Reliving the heady days of brewing in the Bronx

Posted

By Kate Pastor

Brewing beer in the Bronx is as old as Jonas Bronck.

In fact, the first evidence of a Bronx brewery was discovered in the inventory of the Swedish-born settler’s South Bronx estate when he died in 1643.

So whether they knew it or not, those who came to the Feb. 24 sampling of the Bronx Brewery’s Riverd(ale) at the Bronx Ale House in Kingsbridge, were taking part in an historic ritual — one which has been on hold since the days of tie-dye and Woodstock.

Well, almost. The Bronx Brewery is operating out of a warehouse in Yonkers for now. And while the three business partners, one of them a Riverdale resident, have now added actual beer to their Bronx-themed company, they remain short one major ingredient: the $1 million needed to secure a brewing location in the borough, and with it, their positions as the only microbrewers in the Bronx.

If successful, they will be building on a storied past.

“There has been a long hiatus of beer that was actually brewed in the Bronx, but, of course, beer continued to be consumed in the Bronx,” said Bronx Borough Historian Lloyd Ultan.

In addition to the beer-making equipment found on Mr. Bronck’s estate, the second half of the 19th century through the first decades of 20th brought German immigrants who carried their penchant for lager with them to the Bronx, Mr. Ultan said.

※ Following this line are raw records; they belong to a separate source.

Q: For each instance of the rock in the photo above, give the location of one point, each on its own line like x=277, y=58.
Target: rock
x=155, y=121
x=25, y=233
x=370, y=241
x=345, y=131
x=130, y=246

During the heyday of Bronx brewing, several large establishments made their homes here. Ebling Brewery Company in Melrose, the Hupfel Brewery near East 161st Street and St. Ann’s Avenue and the Eichler Brewery on East 169th and Third Avenue, with the Zeltner Brewery across the street, put their sudsy stamp on the character of the borough.

The New York Times recently reported an unearthing of that history, which may now be given a second life. The paper reported brewing caves up to 20 feet wide and 100 feet deep had been uncovered in May by a developer building housing on the old Ebling Brewer y site.

Even the first Bronx Borough President, Louis F. Haffen, elected after the Bronx became a borough of New York in 1898, came from a brewing family, Mr. Ultan said.

Prohibition later represented a hurdle, but did not put an end to the practice of milling hops and peddling brews. Hupfel managed to stay in business by converting its building into a mushroom growing facility, Mr. Ultan said, but other breweries circumvented the alcohol ban by making “near beer,” which at below 3.2 percent alcohol was still legal.

Among those who flouted the law was a Jewish prohibition gangster Arthur Flegenheimer, also known as Dutch Schultz. He brewed beer in the Midwest where wheat and grain were plentiful, and shipped bottles to the Bronx in a fleet of surplus WWI trucks at night, Mr. Ultan said.

The proliferation of national beer companies eventually began to push out local brewers, according to Mr. Ultan. The Rheingold Brewery that occupied the old Eichler Brewery grounds was the last to close, in the late 60s.

“And that was the end of beer brewing in the Bronx until, of course, the new Bronx Brewery began,” he said.

Now, “They’re resurrecting the whole process, so in a sense it’s back to our roots,” Mr. Ultan said.